"When she-e gabe de co' to Adam,
Whe-en she gabe de co' to Adam,
Whe-e-en she gabe de co' to Adam,
Lord, what a try-y-yin' time."
"I want to know," repeated Nan severely, "if you have everything out for supper?"
"I has what I has," returned Mitty, breaking some splinters of wood across her knee.
"I wish you'd answer me properly," said Nan, impatiently.
"Yuh ain' de lady ob de house," returned Mitty, provokingly. "Yuh ain' but jest a little peepin' chick. Yuh ain' even fryin' size yet."
"I think when mother sends me with a message, it is your place to answer me," said Nan with her head in the air. "I will see if Unc' Landy can get you to tell me what mother wants to know." And she stalked out.
As Unc' Landy was Mitty's grandfather, and the only being of whom she stood in awe, this had its effect. "I tell yuh, Miss Nan, 'deed an' 'deed I will," cried Mitty, running after her and hastily enumerating the necessary articles to be given out from the pantry. "'Tain' no buttah, 'tain' no sugah, jest a little bit o' co'n meal.

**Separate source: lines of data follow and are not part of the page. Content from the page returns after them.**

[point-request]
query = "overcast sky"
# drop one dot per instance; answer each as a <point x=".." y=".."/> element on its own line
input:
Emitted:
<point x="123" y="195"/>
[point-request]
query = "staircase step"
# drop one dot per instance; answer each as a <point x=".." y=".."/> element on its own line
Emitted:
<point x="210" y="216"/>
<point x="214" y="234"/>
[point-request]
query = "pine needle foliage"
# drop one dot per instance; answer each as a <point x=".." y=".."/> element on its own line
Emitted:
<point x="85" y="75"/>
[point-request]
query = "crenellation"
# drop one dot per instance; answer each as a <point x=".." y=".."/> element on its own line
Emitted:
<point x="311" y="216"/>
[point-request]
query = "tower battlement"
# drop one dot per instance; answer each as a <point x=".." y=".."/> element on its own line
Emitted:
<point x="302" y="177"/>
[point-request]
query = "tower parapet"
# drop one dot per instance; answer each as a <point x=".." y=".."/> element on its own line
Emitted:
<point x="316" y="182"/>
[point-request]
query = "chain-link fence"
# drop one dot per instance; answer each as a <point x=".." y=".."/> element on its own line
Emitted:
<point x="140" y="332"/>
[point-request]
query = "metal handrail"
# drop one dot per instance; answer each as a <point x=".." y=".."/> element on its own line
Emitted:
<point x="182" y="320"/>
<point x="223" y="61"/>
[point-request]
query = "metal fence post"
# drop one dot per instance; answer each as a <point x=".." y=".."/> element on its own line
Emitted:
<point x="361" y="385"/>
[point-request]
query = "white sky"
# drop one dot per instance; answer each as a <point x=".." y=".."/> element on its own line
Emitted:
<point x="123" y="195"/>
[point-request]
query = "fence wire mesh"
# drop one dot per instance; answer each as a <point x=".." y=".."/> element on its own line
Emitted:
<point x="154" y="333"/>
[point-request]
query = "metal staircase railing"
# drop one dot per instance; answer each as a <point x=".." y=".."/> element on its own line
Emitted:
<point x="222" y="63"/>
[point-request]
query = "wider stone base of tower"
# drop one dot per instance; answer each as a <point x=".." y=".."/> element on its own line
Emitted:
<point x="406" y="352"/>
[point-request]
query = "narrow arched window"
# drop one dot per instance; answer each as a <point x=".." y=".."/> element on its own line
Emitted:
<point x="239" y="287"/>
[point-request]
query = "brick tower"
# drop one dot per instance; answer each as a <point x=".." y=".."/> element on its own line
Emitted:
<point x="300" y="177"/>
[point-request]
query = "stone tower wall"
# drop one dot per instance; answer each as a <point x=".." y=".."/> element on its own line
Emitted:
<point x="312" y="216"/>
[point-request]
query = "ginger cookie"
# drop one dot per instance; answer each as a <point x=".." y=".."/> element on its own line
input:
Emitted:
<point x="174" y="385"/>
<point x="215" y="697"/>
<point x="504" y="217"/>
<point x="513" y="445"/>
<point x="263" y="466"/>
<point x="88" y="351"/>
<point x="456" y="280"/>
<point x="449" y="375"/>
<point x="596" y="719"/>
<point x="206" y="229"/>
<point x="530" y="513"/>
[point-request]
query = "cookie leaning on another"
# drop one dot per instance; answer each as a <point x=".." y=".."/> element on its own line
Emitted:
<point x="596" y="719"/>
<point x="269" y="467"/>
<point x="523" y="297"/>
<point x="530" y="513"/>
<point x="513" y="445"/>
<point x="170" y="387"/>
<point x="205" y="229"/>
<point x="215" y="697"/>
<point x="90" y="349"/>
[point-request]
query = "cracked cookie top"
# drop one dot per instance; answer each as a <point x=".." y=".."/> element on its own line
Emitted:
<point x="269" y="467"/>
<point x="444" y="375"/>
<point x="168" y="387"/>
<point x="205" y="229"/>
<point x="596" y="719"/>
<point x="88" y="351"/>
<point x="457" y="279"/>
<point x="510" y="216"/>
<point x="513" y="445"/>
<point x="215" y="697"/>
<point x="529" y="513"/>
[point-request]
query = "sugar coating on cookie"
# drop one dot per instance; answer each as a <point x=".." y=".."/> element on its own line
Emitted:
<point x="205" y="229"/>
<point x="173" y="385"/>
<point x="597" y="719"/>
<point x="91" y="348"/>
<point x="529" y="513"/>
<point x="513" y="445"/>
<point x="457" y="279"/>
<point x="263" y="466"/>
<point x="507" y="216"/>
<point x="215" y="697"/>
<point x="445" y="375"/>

Oh, Miss Nan!"
But Nan had passed beyond hearing and was resolutely turning her steps toward Unc' Landy's quarters, a comfortable brick cabin which stood about fifty yards from the house. The old man was sitting before its door industriously mending a hoe-handle. It was not often that Nan complained of Mitty, for she, too, well knew the effect of such a course. Upon this occasion, however, she felt that her future authority depended upon establishing present relations and that it would never do to let Mitty know she had worsted the eldest daughter of the house. "Unc' Landy, I wish you'd speak to Mitty," said Nan. "She wouldn't tell me what to give out for supper and mother gave me the keys to attend to it for her; she's busy sewing."